Testosterone prescribing brings professional misconduct verdict


A doctor who co-founded a ‘peptide clinic’ and prescribed testosterone and supplements for supposed anti-ageing benefits has been found guilty of professional misconduct by a tribunal.

Dr John Hart, a GP and a co-founder of Peptide Clinics Australia, did not have the expertise or qualifications of an endocrinologist needed to prescribe testosterone, synthetic hormones and selective androgen receptor modulators (SARMs), the NSW Civil and Administrative Tribunal ruled.

The tribunal heard that Dr Hart used testosterone to treat patients based on an ‘Andropause questionnaire’ and if their testosterone levels were low according to a benchmark level of 12 nmol/l suggested by the International Society for the Study of the Aging Male.

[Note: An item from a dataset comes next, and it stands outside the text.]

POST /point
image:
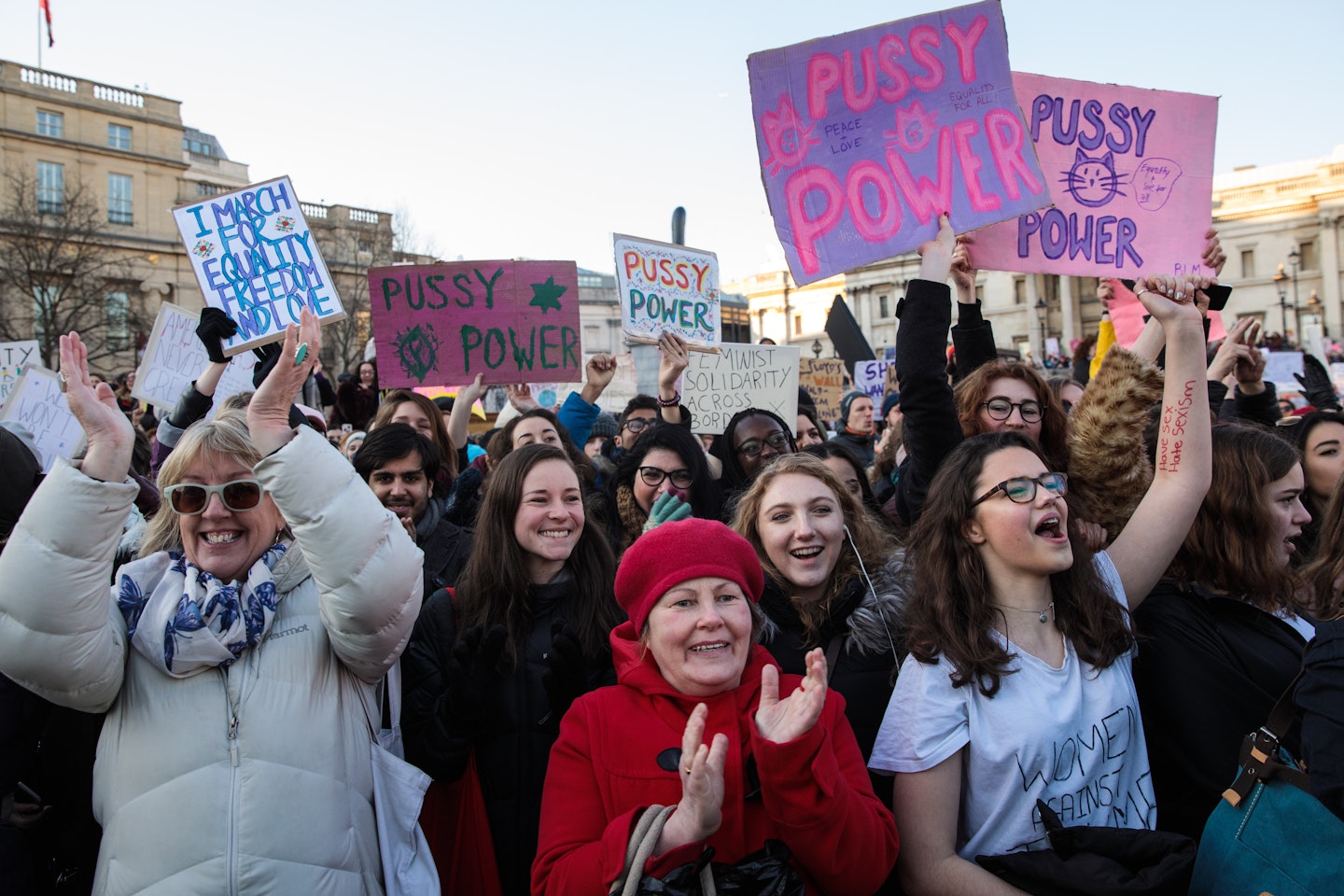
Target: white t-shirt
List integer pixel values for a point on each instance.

But experts told the hearing that the this society was not an appropriate body to provide guidelines on testosterone prescribing, and noted that the Endocrine Society of Australia recommended less than 8.0 nmol/l for prescribing testosterone.

A report provided by Professor John Carter, a clinical endocrinologist, found that the assessment of patients prior to prescribing testosterone and other hormone supplements was inadequate, and did not include a detailed history or consideration of the possible effects on diabetes risk.

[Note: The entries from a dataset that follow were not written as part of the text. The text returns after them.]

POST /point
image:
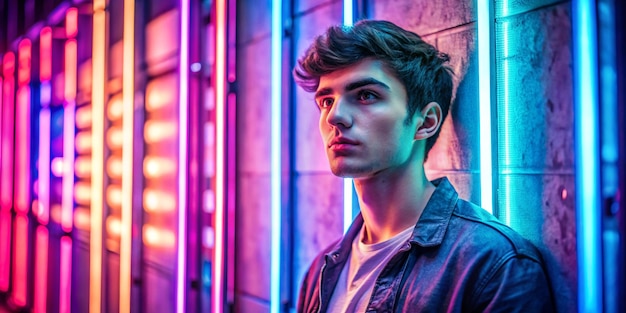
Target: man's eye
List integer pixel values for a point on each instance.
(326, 102)
(366, 96)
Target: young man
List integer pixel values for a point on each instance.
(383, 94)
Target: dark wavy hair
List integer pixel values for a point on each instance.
(418, 65)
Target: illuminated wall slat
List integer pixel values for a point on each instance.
(41, 271)
(183, 105)
(485, 23)
(276, 169)
(348, 201)
(97, 174)
(22, 175)
(586, 133)
(128, 116)
(8, 106)
(220, 152)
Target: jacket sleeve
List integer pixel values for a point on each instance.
(518, 284)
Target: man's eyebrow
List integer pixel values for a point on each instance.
(353, 85)
(366, 82)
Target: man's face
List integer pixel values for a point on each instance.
(362, 122)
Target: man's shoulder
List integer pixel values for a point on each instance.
(477, 227)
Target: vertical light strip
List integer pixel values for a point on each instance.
(348, 201)
(128, 116)
(484, 80)
(22, 175)
(67, 198)
(43, 213)
(22, 130)
(41, 271)
(97, 155)
(20, 237)
(276, 209)
(586, 116)
(220, 152)
(8, 105)
(183, 106)
(66, 275)
(506, 145)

Some of the peptides provided by Dr Hart were synthetic analogues of growth hormone releasing hormone, but were not backed by any quality research on their efficacy and safety, said Professor Carter.

The multiple peptides and supplements supplied by Dr Hart included HCG, Insulin-like growth factor 1 (IGF-1 LR3), LGD-4033, Melanotan-II, Thymosin Beta 4, Follistatin 315, GHRP-2, GHRP-6, hexarelin and ipamorelin.

In complaints brought in relation to treatment of 29 patients, it was alleged that Dr Hart failed to provide appropriate care and treatment by prescribing certain with peptides and hormones “without an appropriate level of training”.

Professor Carter’s evidence was that the level of training required to prescribe the peptides should be equivalent to that of a clinical endocrinologist.

Other allegations included that Dr Hart kept inadequate clinical patient records, did not ensure adequate monitoring and communication with the patient’s GP, and failed to disclose a conflict of interest, namely that he received a rebate from various pathology and supplement providers he referred patients to.

In its decision dated 8 April 2021 the Tribunal found most of the complaints against Dr Hart proved and that his conduct amounted to professional misconduct.

The Tribunal will determine the appropriate protective orders at a further hearing.